Saturday, December 23, 2006

U.S. Gives Grants to 4 Gulf Coast States to Upgrade Disaster Housing

The New York Times
U.S. Gives Grants to 4 Gulf Coast States to Upgrade Disaster Housing

WASHINGTON, Dec. 22 — FEMA trailers, the cramped, impersonal housing units that have come to define the federal response to major disasters, may be on the way out, thanks to $388 million in federal grants, announced Friday, that will test half a dozen cozier, more permanent models of postdisaster housing.

The program will offer new housing from the Federal Emergency Management Agency to thousands of families, among the 100,000 still living in trailers across the Gulf Coast, by placing them over the coming year in these studier, roomier, better ventilated homes, many of which have front porches, large windows and even small attics.

Mississippi came out on top in the contest for the grants, receiving $280.8 million, compared with $74.5 million for Louisiana, $16.5 million for Texas and $15.7 million for Alabama.

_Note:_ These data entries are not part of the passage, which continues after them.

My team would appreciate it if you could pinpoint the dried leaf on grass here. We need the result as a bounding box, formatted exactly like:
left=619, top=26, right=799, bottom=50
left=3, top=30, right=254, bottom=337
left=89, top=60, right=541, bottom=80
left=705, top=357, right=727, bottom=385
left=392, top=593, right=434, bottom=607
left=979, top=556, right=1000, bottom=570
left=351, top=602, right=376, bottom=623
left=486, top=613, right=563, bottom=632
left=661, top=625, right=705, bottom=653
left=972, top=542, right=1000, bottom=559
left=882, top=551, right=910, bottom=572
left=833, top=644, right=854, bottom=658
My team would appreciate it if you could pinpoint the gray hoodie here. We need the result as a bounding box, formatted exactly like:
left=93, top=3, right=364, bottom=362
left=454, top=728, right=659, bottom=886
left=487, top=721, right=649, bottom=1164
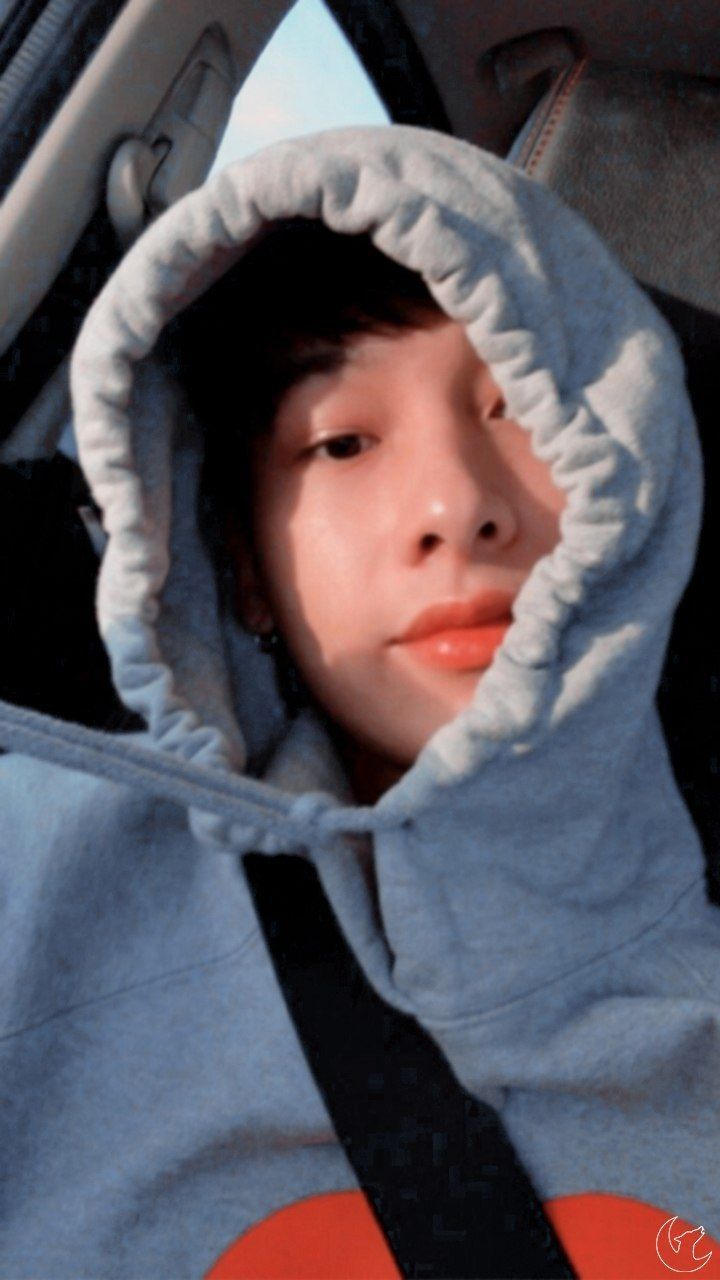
left=0, top=125, right=720, bottom=1280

Officials in Louisiana were furious, saying their state, which suffered the greatest losses in Hurricanes Katrina and Rita last year, had been shortchanged.

“FEMA has clearly learned very little from its mistakes, let alone basic math or a sense of fundamental fairness,” Senator Mary L. Landrieu, Democrat of Louisiana, said in a statement.

But officials of the agency said Mississippi’s big share simply reflected the creativity of its plans, as the financing was awarded competitively, based on how quickly the new models could be set up, how comfortable and safe they would be and how much they would cost, among other factors.

The grants come from an appropriation in which Congress directed FEMA to take an alternative approach to the customary trailers. The biggest single grant will finance the construction of units in Mississippi that like look like A-roofed cottages, featuring a compact front porch, windows on three sides, more storage space and better ventilation. Like the existing trailers, they will be set up on wheels, so they can be driven into a disaster zone.

Louisiana officials, meanwhile, intend to use their grant to build what they are calling Katrina Cottages — compact single-family homes made of prefabricated panels, with a porch and up to three bedrooms — in heavily hit areas of New Orleans like Jackson Barracks.

The one model planned in Texas is based on a design that is already used by some 90,000 troops in Iraq. A small house made of prefabricated parts that can be moved by flatbed truck, it can be set up in eight hours by six people. It offers more living space than the trailers and is capable of being elevated so that it can be lifted out of the flood plain.

“It is not going to make the front of Architectural Digest,” said Gil H. Jamieson, a deputy director of FEMA, “but it is aesthetically pleasing.”

In some cases, these homes can be built on formal foundations, making them permanent or at least semipermanent housing, unlike the travel trailers, which are not considered sturdy enough to survive winds that could be produced by a tropical storm.

Federal officials said they could not yet predict how many new homes would be built with the available grant money or how many of the 101,000 families still in FEMA travel trailers or mobile homes across the Gulf Coast would be able to move into these new units.

The government will evaluate each of the six types of new homes to be built, to see whether they should be adopted permanently.

Mr. Jamieson said it was unlikely that FEMA would be able to replace the travel trailers completely. But it hopes that by the next major disaster, it will have cut the numbers significantly.